"There's wicked words being said about a lot of things. It's been said, for instance, up and down the Vale, that you've told a score you be going to marry me, Joe. That's a proper wicked thing, I should think."
He was much concerned.
"Good God! What a nest of echoes we live in! But there it is. When a thing's in the air—whether 'tis fern seed, or a bit of scandal, or a solemn truth, it will settle and stick and grow till the result appears.
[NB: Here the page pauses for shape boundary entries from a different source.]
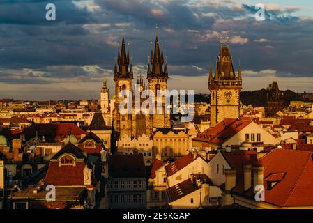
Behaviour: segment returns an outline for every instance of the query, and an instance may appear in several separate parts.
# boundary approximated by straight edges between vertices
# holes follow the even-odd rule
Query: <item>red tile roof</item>
[[[76,166],[59,167],[59,162],[52,162],[49,165],[45,183],[55,186],[84,185],[84,162],[77,162]]]
[[[280,182],[266,190],[266,202],[280,206],[313,206],[312,153],[277,148],[257,163],[264,167],[265,178],[273,173],[285,173]]]
[[[283,149],[293,149],[292,144],[282,144],[280,146]],[[297,144],[296,150],[313,152],[313,144]]]
[[[305,124],[308,125],[312,120],[312,119],[291,119],[291,118],[283,118],[280,121],[280,125],[296,125],[298,122],[304,122]]]
[[[164,167],[166,164],[166,162],[162,162],[159,160],[155,160],[149,167],[149,178],[154,179],[156,176],[155,171],[160,168]]]
[[[215,127],[209,128],[202,133],[199,134],[192,140],[213,144],[222,144],[252,122],[252,121],[250,118],[225,118]]]
[[[313,126],[310,126],[304,121],[298,121],[288,128],[289,132],[313,132]]]
[[[75,166],[59,167],[57,160],[64,154],[72,154],[80,160],[75,160]],[[51,158],[45,181],[46,184],[55,186],[84,185],[84,169],[86,164],[86,157],[80,149],[68,144]]]
[[[109,175],[112,178],[146,178],[142,155],[109,155]]]
[[[181,158],[174,161],[171,164],[166,166],[165,171],[167,172],[167,176],[171,176],[176,172],[178,172],[189,164],[190,164],[192,161],[194,161],[193,155],[191,153],[184,155]]]

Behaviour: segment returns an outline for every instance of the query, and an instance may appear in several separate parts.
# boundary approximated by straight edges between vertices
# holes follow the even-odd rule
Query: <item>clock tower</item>
[[[211,93],[211,127],[224,118],[238,118],[240,114],[240,93],[242,89],[241,69],[237,76],[234,70],[228,45],[221,43],[214,77],[210,67],[208,89]]]

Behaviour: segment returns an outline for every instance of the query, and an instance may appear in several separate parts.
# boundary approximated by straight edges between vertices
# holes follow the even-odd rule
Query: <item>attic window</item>
[[[87,141],[85,143],[85,148],[86,148],[86,147],[89,147],[89,148],[95,148],[95,147],[96,147],[95,143],[94,143],[93,141]]]
[[[229,62],[229,57],[225,56],[223,57],[223,62]]]
[[[60,166],[74,166],[75,160],[71,156],[63,156],[60,160]]]
[[[267,184],[267,190],[272,190],[278,183],[282,180],[286,176],[286,173],[270,174],[264,180]]]

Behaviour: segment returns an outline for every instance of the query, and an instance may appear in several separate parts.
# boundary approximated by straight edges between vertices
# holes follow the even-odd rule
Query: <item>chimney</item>
[[[293,150],[296,150],[296,146],[297,146],[296,144],[292,144],[292,149]]]
[[[243,165],[243,190],[245,191],[251,187],[251,164]]]
[[[225,190],[222,192],[222,203],[224,206],[230,206],[234,203],[234,197],[231,196],[231,189],[236,186],[236,169],[225,169]]]
[[[263,166],[254,166],[253,167],[253,190],[258,185],[263,186],[264,167]],[[256,191],[254,191],[256,192]]]
[[[4,189],[4,161],[0,160],[0,190]]]
[[[225,190],[231,191],[236,186],[236,169],[225,169]]]

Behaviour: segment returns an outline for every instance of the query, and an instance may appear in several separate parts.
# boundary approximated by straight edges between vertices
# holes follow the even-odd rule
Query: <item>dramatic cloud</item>
[[[273,77],[310,81],[312,13],[300,17],[305,8],[300,3],[275,1],[265,5],[266,20],[257,22],[257,8],[249,0],[51,0],[56,20],[48,22],[47,1],[2,0],[0,94],[20,99],[98,97],[103,77],[113,92],[122,27],[135,75],[145,75],[157,23],[170,88],[207,92],[209,63],[215,64],[221,37],[225,42],[229,38],[236,68],[241,60],[244,89],[250,86],[245,82],[254,78],[265,85],[257,89]],[[300,84],[288,86],[300,89]]]

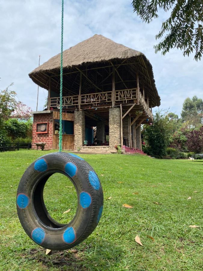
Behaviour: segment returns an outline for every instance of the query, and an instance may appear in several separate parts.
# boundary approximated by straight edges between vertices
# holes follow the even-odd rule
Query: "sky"
[[[203,60],[173,49],[155,54],[155,36],[168,14],[149,24],[134,13],[131,0],[64,0],[63,48],[100,34],[143,53],[152,65],[160,109],[179,116],[184,100],[203,98]],[[60,51],[60,0],[0,0],[0,89],[11,82],[23,103],[36,110],[37,86],[28,73]],[[39,88],[38,110],[47,91]]]

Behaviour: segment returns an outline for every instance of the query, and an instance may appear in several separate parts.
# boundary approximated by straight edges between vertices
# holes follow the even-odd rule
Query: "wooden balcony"
[[[82,94],[80,95],[80,104],[81,108],[86,108],[91,107],[111,105],[112,103],[112,92],[92,93]],[[79,95],[63,97],[62,105],[66,109],[77,108],[79,105]],[[139,105],[147,114],[151,120],[153,120],[153,115],[140,91],[137,88],[122,89],[115,91],[115,104],[121,104],[127,105],[128,104],[136,103]],[[60,106],[60,97],[51,98],[50,107],[59,109]]]

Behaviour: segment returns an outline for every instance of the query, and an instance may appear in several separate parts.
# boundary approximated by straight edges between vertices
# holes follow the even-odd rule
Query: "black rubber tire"
[[[56,173],[69,178],[77,192],[76,213],[66,225],[50,216],[43,198],[46,182]],[[20,221],[29,237],[46,248],[63,250],[79,244],[95,228],[103,209],[103,192],[97,175],[83,159],[73,154],[55,152],[40,157],[26,170],[17,204]]]

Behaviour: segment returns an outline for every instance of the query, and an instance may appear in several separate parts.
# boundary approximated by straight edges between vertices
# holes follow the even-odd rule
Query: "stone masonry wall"
[[[97,140],[100,140],[102,143],[105,141],[105,124],[103,121],[97,123]]]
[[[136,148],[139,150],[141,149],[141,142],[140,141],[140,125],[136,129]]]
[[[130,137],[129,136],[129,116],[126,116],[123,120],[123,137],[126,137],[126,146],[130,146]]]
[[[48,123],[48,131],[47,134],[36,133],[36,124],[39,122]],[[36,145],[35,144],[35,142],[46,142],[47,144],[45,146],[45,150],[48,150],[52,149],[53,145],[53,116],[52,112],[33,114],[32,149],[37,149]]]
[[[78,147],[83,146],[85,140],[85,120],[83,110],[74,113],[74,134],[75,148],[77,149]]]
[[[109,145],[113,148],[121,144],[121,120],[119,108],[109,109]]]

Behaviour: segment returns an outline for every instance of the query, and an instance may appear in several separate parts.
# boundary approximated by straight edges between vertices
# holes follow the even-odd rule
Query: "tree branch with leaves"
[[[143,21],[149,23],[158,17],[160,9],[171,11],[169,18],[162,23],[156,40],[163,38],[154,45],[155,52],[164,55],[174,48],[189,56],[195,52],[194,58],[200,60],[203,51],[202,0],[133,0],[134,12]]]

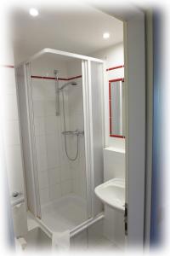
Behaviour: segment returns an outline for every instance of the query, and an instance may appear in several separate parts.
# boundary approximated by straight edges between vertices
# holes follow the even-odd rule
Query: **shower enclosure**
[[[28,210],[74,236],[102,218],[103,61],[45,49],[16,68]]]

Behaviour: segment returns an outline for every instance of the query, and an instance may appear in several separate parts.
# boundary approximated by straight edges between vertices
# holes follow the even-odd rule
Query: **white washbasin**
[[[94,189],[95,195],[104,204],[112,208],[124,210],[125,181],[122,178],[113,178],[99,185]]]

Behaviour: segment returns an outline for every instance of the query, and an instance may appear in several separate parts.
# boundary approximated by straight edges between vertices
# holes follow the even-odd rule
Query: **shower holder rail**
[[[62,134],[65,134],[65,135],[84,135],[84,131],[62,131]]]

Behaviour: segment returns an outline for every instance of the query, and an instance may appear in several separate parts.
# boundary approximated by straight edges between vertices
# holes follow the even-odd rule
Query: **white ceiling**
[[[123,40],[121,20],[88,5],[37,5],[40,13],[37,17],[30,16],[30,7],[20,5],[12,14],[16,63],[43,48],[90,55]],[[103,39],[105,32],[110,33],[108,40]]]

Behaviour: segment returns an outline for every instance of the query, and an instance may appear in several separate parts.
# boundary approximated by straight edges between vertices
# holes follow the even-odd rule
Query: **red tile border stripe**
[[[119,66],[109,67],[109,68],[106,68],[106,71],[110,71],[110,70],[114,70],[114,69],[117,69],[117,68],[122,68],[122,67],[124,67],[124,65],[119,65]]]
[[[14,68],[14,65],[0,65],[2,67],[9,67],[9,68]]]

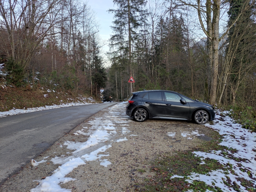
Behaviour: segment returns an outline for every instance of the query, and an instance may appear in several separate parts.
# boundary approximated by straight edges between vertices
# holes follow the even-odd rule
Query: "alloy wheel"
[[[199,111],[197,112],[195,119],[199,124],[204,124],[209,118],[207,113],[203,111]]]
[[[138,121],[144,121],[147,118],[146,112],[141,109],[137,110],[134,113],[134,118]]]

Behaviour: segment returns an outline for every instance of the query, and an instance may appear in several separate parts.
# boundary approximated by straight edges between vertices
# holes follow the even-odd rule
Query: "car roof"
[[[139,93],[140,92],[146,92],[147,91],[170,91],[170,92],[173,92],[174,93],[177,93],[177,92],[175,92],[175,91],[170,91],[170,90],[144,90],[143,91],[135,91],[135,92],[132,92],[132,93],[133,94],[134,94],[135,93]],[[180,94],[180,93],[179,93],[179,94]]]
[[[135,91],[135,92],[132,92],[132,93],[133,94],[136,94],[136,93],[138,93],[140,92],[141,92],[142,93],[143,93],[143,92],[148,92],[148,91],[168,91],[169,92],[172,92],[173,93],[176,93],[178,94],[179,95],[180,95],[182,96],[183,97],[185,97],[187,98],[188,98],[190,99],[192,99],[193,101],[196,101],[195,100],[194,100],[193,99],[190,98],[188,97],[187,97],[186,96],[185,96],[185,95],[183,95],[182,94],[181,94],[180,93],[178,93],[177,92],[175,92],[175,91],[170,91],[170,90],[144,90],[143,91]]]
No doubt the general sense of the folk, knowing how I've felt to you for years, made up this story and reckoned it was one of they things that Providence let out before the event. Marriages be made in Heaven they say, Melinda."
"But they ain't blazed abroad on earth, I believe, afore both parties choose to mention it."
"Most certainly not; but if you move in the public eye, people will be talking."
"Yes, they will, if they be started talking. I met Ann Slocombe to Lower Town three days agone and she congratulated me on my engagement to you."
"Who the devil's Ann Slocombe?"
"She's a woman very much like other women. And I told her it was stuff and nonsense, and far ways from anything that had happened, or was going to happen."
"No need to have said that, I hope. 'Tis the curious case of——"
"'Tis the curious case of talking before you know," said Melinda tartly. "What would you have thought if I'd told people you'd gone down to Brixham, to offer yourself to a woman there?"